J'ai vérifié la date attentivement aujourd'hui, pour une fois. On est le 7 mai. Seulement un peu plus d'un mois qu'on est là, et j'ai déjà l'impression que ça fait un an. Ma famille me manque tellement que j'évite Mao et Ema comme la peste. Les voir ensemble comme ça, ces deux alliés inséparables, ça me fait encore plus réaliser à quel point je suis seul.e ici.

J'aimerais bien que Blue soit là. C'était difficile de s'ennuyer, avec elle. Et puis c'était une des rares qui osait défier ouvertement maman. C'est elle qui m'a coupé les cheveux et qui s'est proposée pour m'aider à faire mon coming-out aux petits.

Sauf qu'elle est partie à Hope's peak. Et depuis, plus de nouvelles.

Elles se sont toutes passées le mot pour m'abandonner, visiblement. Enfin bon.

Je vais me faire un café, peut-être que ça m'évitera de penser à ces conneries.

Ah. Bon bah Sora m'a devancé.e, et iel a pas l'air très frais. Encore un effet de cet endroit : ses cernes, d'ordinaire quasiment invisibles, se creusent petit à petit, au point que même le maquillage ne peut plus les recouvrir.

Je crois que c'est le pire truc. Sora, épuisé, qui me sourit quand même en me demandant si je veux un café. Ça m'énerve. Ça me fait mal au cœur.

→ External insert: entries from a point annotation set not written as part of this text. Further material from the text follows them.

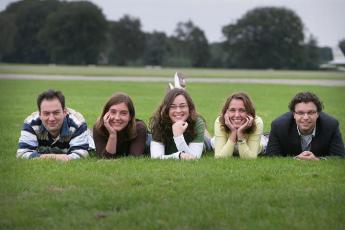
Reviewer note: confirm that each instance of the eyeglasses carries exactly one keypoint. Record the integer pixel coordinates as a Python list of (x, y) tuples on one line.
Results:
[(309, 113), (181, 107), (241, 111)]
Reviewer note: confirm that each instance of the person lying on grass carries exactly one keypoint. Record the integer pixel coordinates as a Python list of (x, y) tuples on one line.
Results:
[(305, 132), (117, 132), (238, 131), (54, 132), (177, 129)]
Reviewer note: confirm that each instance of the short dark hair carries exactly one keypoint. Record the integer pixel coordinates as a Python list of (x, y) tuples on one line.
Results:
[(161, 124), (248, 105), (305, 97), (49, 95)]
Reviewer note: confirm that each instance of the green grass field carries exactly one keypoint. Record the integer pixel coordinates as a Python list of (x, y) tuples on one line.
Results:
[(165, 72), (150, 194)]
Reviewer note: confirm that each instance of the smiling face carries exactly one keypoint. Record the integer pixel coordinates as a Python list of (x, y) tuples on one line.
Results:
[(179, 110), (306, 115), (52, 115), (236, 113), (119, 116)]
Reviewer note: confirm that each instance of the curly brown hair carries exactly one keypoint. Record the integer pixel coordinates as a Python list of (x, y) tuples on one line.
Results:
[(160, 123), (248, 105)]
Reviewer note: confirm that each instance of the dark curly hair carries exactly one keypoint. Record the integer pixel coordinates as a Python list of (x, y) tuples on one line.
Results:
[(160, 123), (248, 105), (118, 98), (305, 97)]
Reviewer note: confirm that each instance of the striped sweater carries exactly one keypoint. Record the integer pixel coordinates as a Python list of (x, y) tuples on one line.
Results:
[(74, 139)]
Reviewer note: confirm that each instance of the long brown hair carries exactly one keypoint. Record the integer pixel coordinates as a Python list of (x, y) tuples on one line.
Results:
[(161, 124), (118, 98), (248, 105)]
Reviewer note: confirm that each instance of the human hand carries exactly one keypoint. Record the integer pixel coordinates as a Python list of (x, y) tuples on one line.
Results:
[(107, 125), (228, 123), (179, 127), (187, 156), (307, 155), (61, 157), (247, 124)]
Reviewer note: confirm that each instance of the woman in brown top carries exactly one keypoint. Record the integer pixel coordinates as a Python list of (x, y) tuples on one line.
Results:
[(117, 132)]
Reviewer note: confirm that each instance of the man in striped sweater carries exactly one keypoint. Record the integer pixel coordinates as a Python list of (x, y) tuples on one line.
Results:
[(54, 132)]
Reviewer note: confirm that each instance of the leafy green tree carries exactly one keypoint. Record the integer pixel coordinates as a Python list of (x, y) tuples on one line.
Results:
[(21, 23), (266, 37), (311, 58), (75, 33), (8, 31), (127, 41), (325, 54), (342, 45), (217, 55), (156, 48), (190, 41)]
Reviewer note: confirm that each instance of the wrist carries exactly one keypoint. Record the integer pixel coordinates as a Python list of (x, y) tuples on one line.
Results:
[(241, 141)]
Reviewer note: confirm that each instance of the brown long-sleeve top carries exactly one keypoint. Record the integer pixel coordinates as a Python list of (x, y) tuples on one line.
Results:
[(125, 147)]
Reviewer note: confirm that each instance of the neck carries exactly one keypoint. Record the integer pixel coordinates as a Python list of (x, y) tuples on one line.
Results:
[(54, 134)]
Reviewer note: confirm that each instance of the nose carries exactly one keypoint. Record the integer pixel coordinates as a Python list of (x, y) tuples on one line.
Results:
[(51, 116), (305, 115), (178, 109), (116, 116)]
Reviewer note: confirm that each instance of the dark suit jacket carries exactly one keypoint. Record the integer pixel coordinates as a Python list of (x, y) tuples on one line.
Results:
[(285, 141)]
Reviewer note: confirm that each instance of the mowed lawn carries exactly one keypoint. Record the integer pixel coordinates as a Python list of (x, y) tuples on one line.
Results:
[(142, 193)]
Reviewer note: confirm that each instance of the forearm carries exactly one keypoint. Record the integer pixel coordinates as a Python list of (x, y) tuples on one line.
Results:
[(193, 148), (224, 147), (251, 147), (111, 144), (27, 154), (158, 151)]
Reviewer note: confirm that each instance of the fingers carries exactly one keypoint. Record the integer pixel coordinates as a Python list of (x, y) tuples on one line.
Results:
[(106, 117), (187, 156)]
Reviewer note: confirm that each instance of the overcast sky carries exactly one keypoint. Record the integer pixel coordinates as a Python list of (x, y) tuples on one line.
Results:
[(322, 18)]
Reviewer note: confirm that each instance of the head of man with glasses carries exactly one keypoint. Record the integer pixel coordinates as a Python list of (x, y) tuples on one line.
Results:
[(306, 132)]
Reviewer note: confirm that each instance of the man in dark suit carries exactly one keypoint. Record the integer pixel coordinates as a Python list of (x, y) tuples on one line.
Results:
[(305, 132)]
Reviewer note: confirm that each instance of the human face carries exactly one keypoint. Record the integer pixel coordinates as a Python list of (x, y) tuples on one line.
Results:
[(237, 113), (52, 115), (305, 116), (179, 110), (119, 116)]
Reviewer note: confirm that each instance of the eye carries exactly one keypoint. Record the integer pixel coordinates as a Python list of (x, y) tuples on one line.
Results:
[(123, 113)]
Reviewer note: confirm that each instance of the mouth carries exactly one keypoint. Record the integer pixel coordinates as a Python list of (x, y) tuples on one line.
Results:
[(237, 121)]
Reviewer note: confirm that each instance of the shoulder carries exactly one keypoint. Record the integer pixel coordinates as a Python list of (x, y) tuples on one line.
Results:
[(258, 121), (200, 122), (75, 117), (328, 120), (32, 118), (140, 125)]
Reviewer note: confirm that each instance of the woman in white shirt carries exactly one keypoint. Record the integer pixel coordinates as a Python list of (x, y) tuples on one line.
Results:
[(238, 130)]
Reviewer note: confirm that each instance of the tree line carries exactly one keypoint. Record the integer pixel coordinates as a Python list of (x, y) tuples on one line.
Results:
[(60, 32)]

Je déteste cette expression.

Mais comme je ne veux pas la rendre pire qu'elle ne l'est déjà, j'accepte le café, et le boit sans un mot, en étudiant le monde extérieur par la fenêtre. Les températures se réchauffent à peine, et la neige commence à fondre. J'espère que le soleil reviendra un peu plus souvent au moins. Je suis un.e texan.e de naissance portoricaine, si j'ai pas ma dose annuelle de vitamine D je vais câbler. Pas que je sorte énormément, mais j'apprécie que la météo soit agréable quand je daigne imposer ma présence à l'extérieur.

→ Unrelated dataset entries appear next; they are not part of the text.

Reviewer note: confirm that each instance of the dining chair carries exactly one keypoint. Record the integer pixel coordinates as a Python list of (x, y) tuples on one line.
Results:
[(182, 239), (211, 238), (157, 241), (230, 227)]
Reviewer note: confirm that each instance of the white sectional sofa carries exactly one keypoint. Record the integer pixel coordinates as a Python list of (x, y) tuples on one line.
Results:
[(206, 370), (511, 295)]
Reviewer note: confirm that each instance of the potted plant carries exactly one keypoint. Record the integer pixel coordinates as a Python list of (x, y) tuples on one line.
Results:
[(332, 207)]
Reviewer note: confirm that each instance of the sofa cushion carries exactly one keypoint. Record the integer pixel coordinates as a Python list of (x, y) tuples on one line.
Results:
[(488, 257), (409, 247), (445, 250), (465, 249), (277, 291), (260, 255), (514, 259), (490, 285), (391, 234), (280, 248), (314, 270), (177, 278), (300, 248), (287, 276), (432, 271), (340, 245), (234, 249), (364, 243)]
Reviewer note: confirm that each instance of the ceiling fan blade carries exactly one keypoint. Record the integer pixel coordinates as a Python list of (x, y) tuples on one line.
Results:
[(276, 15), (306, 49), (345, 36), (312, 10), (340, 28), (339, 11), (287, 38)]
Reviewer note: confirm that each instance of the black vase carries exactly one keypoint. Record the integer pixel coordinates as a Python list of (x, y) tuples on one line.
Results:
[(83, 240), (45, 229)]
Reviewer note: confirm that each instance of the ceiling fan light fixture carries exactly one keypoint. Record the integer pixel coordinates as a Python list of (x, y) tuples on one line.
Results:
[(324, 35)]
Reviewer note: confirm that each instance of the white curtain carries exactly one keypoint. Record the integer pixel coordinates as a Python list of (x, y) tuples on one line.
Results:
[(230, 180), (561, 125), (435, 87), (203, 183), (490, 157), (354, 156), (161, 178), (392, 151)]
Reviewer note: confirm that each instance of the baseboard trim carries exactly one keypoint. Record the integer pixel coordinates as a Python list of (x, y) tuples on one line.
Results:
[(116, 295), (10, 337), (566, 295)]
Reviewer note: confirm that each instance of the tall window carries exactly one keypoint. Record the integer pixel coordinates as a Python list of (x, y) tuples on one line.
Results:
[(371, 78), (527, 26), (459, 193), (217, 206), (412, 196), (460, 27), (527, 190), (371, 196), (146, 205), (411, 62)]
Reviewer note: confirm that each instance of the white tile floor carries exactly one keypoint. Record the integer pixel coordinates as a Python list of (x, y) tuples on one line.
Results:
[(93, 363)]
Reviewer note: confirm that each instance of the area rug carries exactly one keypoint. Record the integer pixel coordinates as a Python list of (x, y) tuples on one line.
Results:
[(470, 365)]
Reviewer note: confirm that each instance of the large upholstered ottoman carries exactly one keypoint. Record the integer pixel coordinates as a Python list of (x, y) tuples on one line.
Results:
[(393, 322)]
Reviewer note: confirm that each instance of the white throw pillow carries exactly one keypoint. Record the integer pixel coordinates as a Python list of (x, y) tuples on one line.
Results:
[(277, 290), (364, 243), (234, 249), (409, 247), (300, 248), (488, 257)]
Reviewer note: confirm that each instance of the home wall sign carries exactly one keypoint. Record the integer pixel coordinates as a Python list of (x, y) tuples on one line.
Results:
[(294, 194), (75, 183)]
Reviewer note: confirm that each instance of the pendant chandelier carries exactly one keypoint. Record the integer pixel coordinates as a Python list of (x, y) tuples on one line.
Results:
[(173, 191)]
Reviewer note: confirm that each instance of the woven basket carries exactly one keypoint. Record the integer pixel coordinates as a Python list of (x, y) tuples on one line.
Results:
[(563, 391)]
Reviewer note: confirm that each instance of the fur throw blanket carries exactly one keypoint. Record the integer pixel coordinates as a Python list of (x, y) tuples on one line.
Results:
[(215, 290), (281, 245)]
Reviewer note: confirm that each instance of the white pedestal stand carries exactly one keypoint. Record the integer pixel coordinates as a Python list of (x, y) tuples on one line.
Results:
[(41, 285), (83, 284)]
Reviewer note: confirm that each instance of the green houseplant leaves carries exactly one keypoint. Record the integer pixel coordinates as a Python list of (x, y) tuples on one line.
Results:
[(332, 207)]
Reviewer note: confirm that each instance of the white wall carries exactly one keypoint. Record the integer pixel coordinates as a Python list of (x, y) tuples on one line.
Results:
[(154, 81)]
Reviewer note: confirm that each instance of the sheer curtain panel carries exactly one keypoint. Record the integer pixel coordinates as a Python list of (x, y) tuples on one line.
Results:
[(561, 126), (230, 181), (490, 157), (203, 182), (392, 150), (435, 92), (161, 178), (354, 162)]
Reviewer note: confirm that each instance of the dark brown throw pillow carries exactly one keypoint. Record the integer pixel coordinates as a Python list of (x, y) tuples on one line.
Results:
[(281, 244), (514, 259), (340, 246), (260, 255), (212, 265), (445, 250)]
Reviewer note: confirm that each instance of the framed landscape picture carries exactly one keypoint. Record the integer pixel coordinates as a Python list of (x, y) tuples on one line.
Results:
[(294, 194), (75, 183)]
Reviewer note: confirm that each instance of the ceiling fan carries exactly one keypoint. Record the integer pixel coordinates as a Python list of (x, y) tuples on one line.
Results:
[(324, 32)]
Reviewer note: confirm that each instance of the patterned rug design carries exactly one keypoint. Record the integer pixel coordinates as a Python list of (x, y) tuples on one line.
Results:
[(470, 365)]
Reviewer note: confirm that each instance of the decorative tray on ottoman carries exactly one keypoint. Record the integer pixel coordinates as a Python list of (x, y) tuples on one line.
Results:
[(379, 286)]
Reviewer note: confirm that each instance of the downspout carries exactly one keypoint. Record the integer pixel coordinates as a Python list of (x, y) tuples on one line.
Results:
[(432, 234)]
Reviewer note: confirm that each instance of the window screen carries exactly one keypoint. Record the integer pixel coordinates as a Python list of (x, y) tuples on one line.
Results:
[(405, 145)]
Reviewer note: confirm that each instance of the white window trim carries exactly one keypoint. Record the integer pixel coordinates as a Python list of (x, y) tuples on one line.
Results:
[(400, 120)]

... Oh bon sang, je détourne les yeux deux minutes et voilà Sora prêt.e à sortir du chalet avec une panière à linge remplie à ras-bord sous le bras. Hors de question que je lae laisse s'en tirer comme ça.

- Hopopop, tu fais quoi, là ?

Sora sursaute, et tourne lentement la tête vers moi, avec un sourire nerveux.

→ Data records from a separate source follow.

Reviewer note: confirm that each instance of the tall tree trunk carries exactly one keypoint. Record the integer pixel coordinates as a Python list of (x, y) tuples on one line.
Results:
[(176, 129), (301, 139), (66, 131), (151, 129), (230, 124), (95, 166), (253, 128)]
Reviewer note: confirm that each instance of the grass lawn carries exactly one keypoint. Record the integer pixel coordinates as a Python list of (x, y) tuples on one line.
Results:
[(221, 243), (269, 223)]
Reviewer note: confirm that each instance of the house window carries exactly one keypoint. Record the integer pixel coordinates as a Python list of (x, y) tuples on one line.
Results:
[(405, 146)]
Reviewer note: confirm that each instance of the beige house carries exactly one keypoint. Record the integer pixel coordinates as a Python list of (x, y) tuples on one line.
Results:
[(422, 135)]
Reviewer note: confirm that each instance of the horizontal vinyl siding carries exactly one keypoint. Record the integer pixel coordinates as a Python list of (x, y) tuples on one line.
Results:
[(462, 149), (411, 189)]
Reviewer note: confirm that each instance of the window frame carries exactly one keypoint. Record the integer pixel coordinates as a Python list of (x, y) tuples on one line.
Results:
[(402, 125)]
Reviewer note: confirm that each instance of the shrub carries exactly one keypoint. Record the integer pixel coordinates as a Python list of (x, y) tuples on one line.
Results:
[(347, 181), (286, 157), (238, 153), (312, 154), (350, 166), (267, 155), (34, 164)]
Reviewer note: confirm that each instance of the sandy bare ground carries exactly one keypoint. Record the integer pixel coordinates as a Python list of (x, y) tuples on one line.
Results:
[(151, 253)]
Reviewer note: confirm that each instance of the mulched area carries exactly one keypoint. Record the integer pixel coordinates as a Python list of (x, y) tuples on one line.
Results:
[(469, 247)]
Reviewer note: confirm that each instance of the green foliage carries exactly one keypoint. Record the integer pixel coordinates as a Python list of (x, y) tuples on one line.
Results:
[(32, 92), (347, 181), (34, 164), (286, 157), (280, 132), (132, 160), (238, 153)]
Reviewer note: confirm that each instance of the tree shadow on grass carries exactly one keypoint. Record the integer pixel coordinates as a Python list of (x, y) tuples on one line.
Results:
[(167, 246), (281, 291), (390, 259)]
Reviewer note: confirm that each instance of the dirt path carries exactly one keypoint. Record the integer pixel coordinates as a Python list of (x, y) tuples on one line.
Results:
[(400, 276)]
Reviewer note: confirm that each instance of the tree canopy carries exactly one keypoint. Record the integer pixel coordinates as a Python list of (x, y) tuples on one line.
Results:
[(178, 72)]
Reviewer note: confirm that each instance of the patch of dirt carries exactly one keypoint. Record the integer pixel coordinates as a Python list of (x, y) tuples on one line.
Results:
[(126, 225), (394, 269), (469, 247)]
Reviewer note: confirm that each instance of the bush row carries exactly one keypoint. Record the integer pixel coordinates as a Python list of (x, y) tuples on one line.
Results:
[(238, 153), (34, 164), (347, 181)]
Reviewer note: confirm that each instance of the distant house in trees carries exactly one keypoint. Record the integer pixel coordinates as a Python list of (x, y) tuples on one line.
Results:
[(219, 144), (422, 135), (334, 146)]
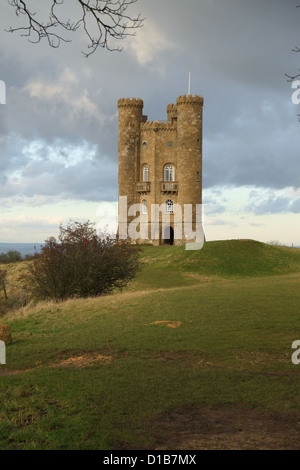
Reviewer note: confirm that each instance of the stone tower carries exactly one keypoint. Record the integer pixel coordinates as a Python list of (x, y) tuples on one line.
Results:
[(160, 172)]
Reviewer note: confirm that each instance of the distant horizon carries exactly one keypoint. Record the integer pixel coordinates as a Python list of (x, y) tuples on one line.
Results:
[(29, 248)]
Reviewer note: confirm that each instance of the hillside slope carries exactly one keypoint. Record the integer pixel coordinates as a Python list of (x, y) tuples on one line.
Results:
[(227, 258)]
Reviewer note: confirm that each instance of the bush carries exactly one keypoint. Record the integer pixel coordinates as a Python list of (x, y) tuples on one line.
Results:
[(10, 257), (81, 264)]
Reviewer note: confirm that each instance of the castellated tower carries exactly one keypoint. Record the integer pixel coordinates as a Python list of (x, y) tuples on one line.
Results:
[(160, 172)]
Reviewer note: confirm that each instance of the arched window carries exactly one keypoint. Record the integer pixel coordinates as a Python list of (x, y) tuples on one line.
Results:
[(169, 206), (169, 173), (146, 174), (144, 207)]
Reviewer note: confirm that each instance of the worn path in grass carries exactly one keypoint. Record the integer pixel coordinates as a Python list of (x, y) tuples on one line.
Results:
[(181, 360)]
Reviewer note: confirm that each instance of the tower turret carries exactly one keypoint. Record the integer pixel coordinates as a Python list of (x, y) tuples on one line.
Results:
[(130, 118), (189, 141)]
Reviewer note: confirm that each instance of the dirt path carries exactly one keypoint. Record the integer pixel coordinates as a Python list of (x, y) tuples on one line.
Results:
[(195, 428)]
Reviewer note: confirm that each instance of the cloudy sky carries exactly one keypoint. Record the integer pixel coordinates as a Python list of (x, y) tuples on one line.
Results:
[(59, 126)]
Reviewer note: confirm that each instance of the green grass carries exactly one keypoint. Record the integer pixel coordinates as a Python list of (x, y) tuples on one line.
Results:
[(238, 307)]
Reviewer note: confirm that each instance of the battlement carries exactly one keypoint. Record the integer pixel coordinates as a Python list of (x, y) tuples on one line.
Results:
[(171, 109), (130, 103), (157, 126), (189, 100)]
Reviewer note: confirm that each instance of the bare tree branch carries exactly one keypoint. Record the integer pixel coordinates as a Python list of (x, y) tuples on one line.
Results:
[(101, 20)]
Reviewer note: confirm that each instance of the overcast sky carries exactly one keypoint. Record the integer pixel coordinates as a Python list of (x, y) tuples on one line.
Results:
[(59, 126)]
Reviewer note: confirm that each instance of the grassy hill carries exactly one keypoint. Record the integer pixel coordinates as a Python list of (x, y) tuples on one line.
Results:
[(171, 266), (195, 353)]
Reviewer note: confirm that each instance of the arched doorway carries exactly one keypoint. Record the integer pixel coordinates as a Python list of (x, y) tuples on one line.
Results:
[(169, 236)]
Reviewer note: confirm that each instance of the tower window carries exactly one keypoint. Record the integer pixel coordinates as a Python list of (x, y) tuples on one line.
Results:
[(144, 207), (169, 173), (146, 174), (169, 206)]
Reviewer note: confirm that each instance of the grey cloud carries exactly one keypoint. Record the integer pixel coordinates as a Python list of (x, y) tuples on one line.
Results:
[(238, 52)]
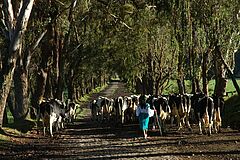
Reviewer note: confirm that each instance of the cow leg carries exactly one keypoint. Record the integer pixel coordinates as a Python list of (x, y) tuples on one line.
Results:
[(179, 123), (188, 123), (51, 126), (199, 123), (44, 130)]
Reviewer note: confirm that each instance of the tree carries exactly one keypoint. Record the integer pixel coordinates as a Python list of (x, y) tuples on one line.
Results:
[(15, 26)]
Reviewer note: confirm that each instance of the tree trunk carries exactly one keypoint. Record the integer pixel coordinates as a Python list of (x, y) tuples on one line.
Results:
[(5, 89), (21, 94), (16, 28), (230, 73), (221, 82), (204, 72), (37, 98)]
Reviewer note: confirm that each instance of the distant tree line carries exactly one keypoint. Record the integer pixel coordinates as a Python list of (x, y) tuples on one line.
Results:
[(65, 48)]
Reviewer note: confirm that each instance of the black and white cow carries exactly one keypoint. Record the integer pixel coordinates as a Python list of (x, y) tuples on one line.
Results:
[(203, 109), (217, 114), (71, 111), (180, 106), (52, 113), (102, 108), (160, 104), (128, 110), (118, 108)]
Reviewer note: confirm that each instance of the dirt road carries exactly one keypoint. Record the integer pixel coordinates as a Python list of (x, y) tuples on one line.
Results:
[(89, 140)]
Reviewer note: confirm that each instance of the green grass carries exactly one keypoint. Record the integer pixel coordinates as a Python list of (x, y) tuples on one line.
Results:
[(173, 87)]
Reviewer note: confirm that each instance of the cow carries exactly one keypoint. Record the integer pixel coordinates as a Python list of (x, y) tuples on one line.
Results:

- B-Bah... Je vais faire une lessive ?

- Dans ton état ? Tu te fous de moi ? Je vais y aller, c'est bon. Donne-moi ce panier.

Iel hésite quelques secondes. Puis mon regard semble lae convaincre, et iel me tend le linge avec un petit air contrit.

- Ok. Maintenant, tu vas te recoucher.

- M-Mais-

- Ou te mettre au lit avec un bouquin, j'en sais rien, mais tu vas te poser le cul deux foutues secondes. C'est trop demander ?

Un bâillement échappe à Sora, et iel hoche finalement la tête avec le visage d'un.e gosse qui a fait une connerie, avant de s'éclipser dans sa chambre. J'espère bien qu'iel va essayer de faire une sieste.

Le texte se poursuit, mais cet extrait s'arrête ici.